O'Neil Pryce's work as a dance choreographer continues to evolve by leaps and bounds. With the discursive approach of forerunners like Clive Thompson and the stylistic daring of a Tony Wilson, Pryce is fast emerging as a creative powerhouse who consistently has something meaningful to say whenever a piece by him graces centrestage. Case in point: "Wherever a Dancer Stands is Holy Ground," which debuted to thrilling effect at Danceworks 2015 inside the Bert Rose Studio Theatre, Edna Manley College, last weekend.
Working with a quartet of agile dancers and music by Lisa Gerrard, Pryce delivered an evocative and thought-provoking work, the kind of artistic creation that rewards audiences who like to pay attention. In addition to the overall composition of the piece (equal parts solemn and spirited), I particularly enjoyed the unfussy energy of the performers who offered lithe movements to complement the dance's quiet and reflective aesthetic.
Also scoring highly on our scorecard that night was Pryce's "Inner Mappings ― The Story of Self," from 2014, a pas de deux featuring two excellent male artists (Richard Campbell and Shem Heliodore) moving stealthily about the stage in various states of undress, occasionally donning pieces of black clothing as they explored the twin ideas of identity and memory ― autobiographical and semantic ― as past and future. "Inner Mappings" was also a fine showcase of male beauty, the toned male physique, that timeless symbol of youth and virility, given pride of place.
These two pieces by Pryce ranked highly among the total of 12 works that comprised the 2015 repertory at Danceworks (nine were presented on our night), an annual mini-extravaganza that brings together the very best and brightest from the School of Dance (faculty and students) for a presentation that's always worth the trip down to the college.

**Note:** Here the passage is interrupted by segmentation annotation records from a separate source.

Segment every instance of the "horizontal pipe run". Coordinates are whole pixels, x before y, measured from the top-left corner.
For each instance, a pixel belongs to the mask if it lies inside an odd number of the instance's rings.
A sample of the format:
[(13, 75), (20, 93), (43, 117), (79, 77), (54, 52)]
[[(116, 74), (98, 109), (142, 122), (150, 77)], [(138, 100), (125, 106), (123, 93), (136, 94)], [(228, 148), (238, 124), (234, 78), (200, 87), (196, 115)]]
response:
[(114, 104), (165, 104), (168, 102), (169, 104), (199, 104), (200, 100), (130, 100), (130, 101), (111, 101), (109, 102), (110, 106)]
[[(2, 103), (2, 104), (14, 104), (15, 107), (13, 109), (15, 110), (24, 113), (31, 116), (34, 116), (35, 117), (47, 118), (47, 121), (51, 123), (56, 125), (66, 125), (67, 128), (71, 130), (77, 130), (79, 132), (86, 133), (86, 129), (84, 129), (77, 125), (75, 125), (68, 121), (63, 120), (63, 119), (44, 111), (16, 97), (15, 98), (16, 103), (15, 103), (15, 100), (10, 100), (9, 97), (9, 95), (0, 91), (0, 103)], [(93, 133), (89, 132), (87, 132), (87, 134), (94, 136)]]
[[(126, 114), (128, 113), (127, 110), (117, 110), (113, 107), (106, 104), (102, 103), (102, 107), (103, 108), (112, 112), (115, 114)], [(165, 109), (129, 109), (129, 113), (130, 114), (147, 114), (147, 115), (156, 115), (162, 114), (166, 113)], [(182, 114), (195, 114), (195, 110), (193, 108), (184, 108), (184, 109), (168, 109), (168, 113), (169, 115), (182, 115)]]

This year we were treated to samples and works-in-progress from the likes of Artistic Director Neila Ebanks (who offered the intensely dramatic "Love? Waltzing Around It"), Abeldo Toki Gonzalez (who co-produced the edgy and entertaining "Temptation 123"), Camargo Smith (who gave us the moody and atmospheric "Compulsive Therapy") and 2013 graduate Orville McFarlane, whose pain-soaked solo piece "A Fragmented Soul," performed by the very competent Sasha Christian-Pinnock, was a moderate success.
Other highlights: Patrick Earle and company's lengthy yet riveting meditation on process-to-performance techniques "Studio Disclosure," which tackled both folk and modern forms, and Alice Berry-Gayle and company's "Skirt Frolic" which, living up to its name, closed the show with a flurry of hypervivid costuming and a burst of exuberant energy.